Hanf produziert viele Samen. Diese sind protein- und nährstoffreich, ein sehr nützliches Nahrungsergänzungsmittel. Die Samen können auch zur Herstellung von Hanföl in industriellen Mengen verwendet werden. Dies kann zum Kochen oder sogar zum Antreiben von Fahrzeugen genutzt werden. Als Rudolph Diesel seinen Dieselmotor zum ersten Mal entwickelte, war seine erste Idee, den Motor mit Biokraftstoffen wie Hanföl zu betreiben. Tatsächlich lief sein erster Dieselmotor mit Öl aus Erdnüssen. Stellen Sie sich vor, wie anders die Welt heute wäre, wenn die Kraftstoffindustrie natürliche Brennstoffe anstelle von fossilen Brennstoffen verwenden würde.

 

Die 1900er Jahre. Cannabis & Hanf - eine Bedrohung für aufkommende Kunststoffe?

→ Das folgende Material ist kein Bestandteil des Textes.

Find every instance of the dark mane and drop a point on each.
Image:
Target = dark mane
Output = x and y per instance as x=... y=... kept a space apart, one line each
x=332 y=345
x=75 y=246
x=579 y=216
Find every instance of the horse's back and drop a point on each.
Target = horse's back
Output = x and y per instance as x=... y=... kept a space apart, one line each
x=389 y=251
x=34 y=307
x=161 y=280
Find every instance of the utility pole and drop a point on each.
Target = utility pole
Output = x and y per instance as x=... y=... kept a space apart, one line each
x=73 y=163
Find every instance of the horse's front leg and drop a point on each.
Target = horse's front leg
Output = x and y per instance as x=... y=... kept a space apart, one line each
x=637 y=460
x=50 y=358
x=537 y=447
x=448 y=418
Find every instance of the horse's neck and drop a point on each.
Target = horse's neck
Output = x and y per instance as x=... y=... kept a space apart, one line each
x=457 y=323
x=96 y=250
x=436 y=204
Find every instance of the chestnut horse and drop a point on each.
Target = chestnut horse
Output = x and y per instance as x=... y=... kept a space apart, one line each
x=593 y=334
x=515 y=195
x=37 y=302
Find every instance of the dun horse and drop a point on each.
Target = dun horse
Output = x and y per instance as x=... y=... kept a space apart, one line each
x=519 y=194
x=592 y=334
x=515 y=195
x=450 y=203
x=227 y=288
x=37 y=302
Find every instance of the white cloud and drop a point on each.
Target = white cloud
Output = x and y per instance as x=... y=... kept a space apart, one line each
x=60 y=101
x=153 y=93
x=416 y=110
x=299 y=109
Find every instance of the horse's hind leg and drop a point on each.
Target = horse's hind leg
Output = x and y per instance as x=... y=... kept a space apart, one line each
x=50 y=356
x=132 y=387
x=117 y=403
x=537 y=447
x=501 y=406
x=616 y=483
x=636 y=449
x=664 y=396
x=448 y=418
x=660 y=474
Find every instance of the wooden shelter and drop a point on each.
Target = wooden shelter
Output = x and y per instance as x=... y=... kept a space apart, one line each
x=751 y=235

Einer der größten Industriegiganten der USA aus den 1900er Jahren war DuPont. DuPont hat sich auf die Entwicklung aufregender neuer Polymere aus fossilen Brennstoffen spezialisiert. Öl war keine neue Entdeckung. Aber als die chemische Wissenschaft immer fortschrittlicher wurde, erkannten die Chemiker, dass Öl zur Synthese einer ganz neuen Familie von bisher unentdeckten "Supermaterialien" verwendet werden konnte. Diese neuen Materialien konnten schnell und kostengünstig aus Öl hergestellt werden, dazu gehörten Gummi, Kunststoffe und neue Polymere, die zur Herstellung von Kleidung, Stoffen und Geweben verwendet werden konnten.

 

Öl. Ein neuer Rohstoff für die Kunststoffproduktion.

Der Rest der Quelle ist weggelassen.